Istana
Maimun pada masa kini hanya dipandang tidak lebih dari hanya sekadar sebuah ‘rumah
besar’ yang tidak terawat. Istana Maimun sejak 1946 telah ‘jatuh’ fungsinya
sebagai keraton. Bangunan terbesar di masa lalu (era kolonial Belanda) itu,
kini sudah beralih fungsi menjadi tempat tinggal para ahli warisnya. Tidak
terurus dan tidak pernah mendapat renovasi.
Istana Maimun di
Medan adalah istana kerajaan termegah di seluruh Indonesia. Bangunan istana
Sultan Deli ini nyaris mengimbangi istana Negara dan istana Bogor. Oleh
karenanya, Istana Maimun menjadi salah satu istana yang banyak dikunjungi. Para
pengunjung berdecak kagum. Arsitentur yang indah dengan biaya pembangunannya
yang sangat besar.
Namun
pada latarbelakang keberadaan Istana Maimun ini banyak yang tidak diketahui publik.
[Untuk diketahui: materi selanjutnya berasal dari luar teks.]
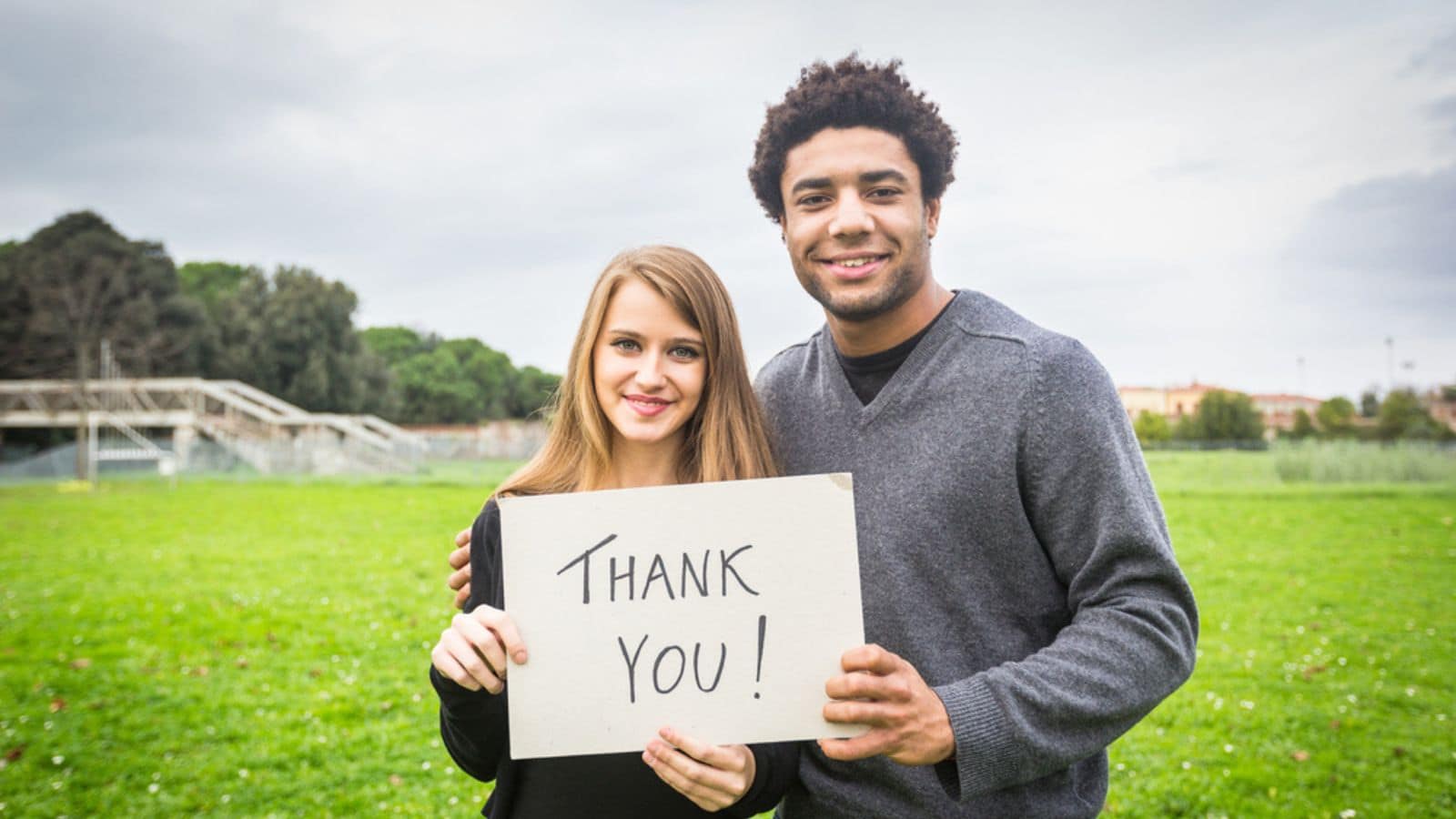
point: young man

Masyarakat hanya mengetahui bahwa istana itu pembangunannya dimulai 1888 dan
selesai 1891. Masyarakat hanya terbius oleh kemegahannya semata. Di dalam
istana, dulu Sultan dan para pangeran hidup dengan mewah, sementara penduduk di
sekitarnya hidup susah dan terjajah. Penggalan kisah dibelakang keberadaan
istana tidak pernah diungkapkan. Mungkin anda bertanya: Bagaimana istana semegah
ini muncul di Medan? Mengapa istana Sultan Deli begitu wah diantara keraton-keraton
yang ada pada jamannya? Apakah ada yang diuntungkan dan apakah ada yang
dirugikan? Mari kita lacak!
Labuhan Deli dan
Aneksasi Belanda
Pada
tahun 1863 Residen Riau, Netscher datang dengan kapal perang ke Deli dan
berlabuh di Labuhan Deli. Netscher, mantan Residen Tapanoeli adalah juga anggota
Bataviasch Genooschap (perkumpulan akademik di Batavia). Netscher terbilang
pejabat pemerintah kolonial yang mampu menulis dengan baik. Dalam laporan
kunjungannya ke Labuhan Deli, Netscher mendeskripsikan dengan baik apa yang
perlu ditulisnya sebagai memory. Laporan ke Deli itu juga disarikannnya dalam
bentuk serial artikel di surat kabar yang terbit di Batavia.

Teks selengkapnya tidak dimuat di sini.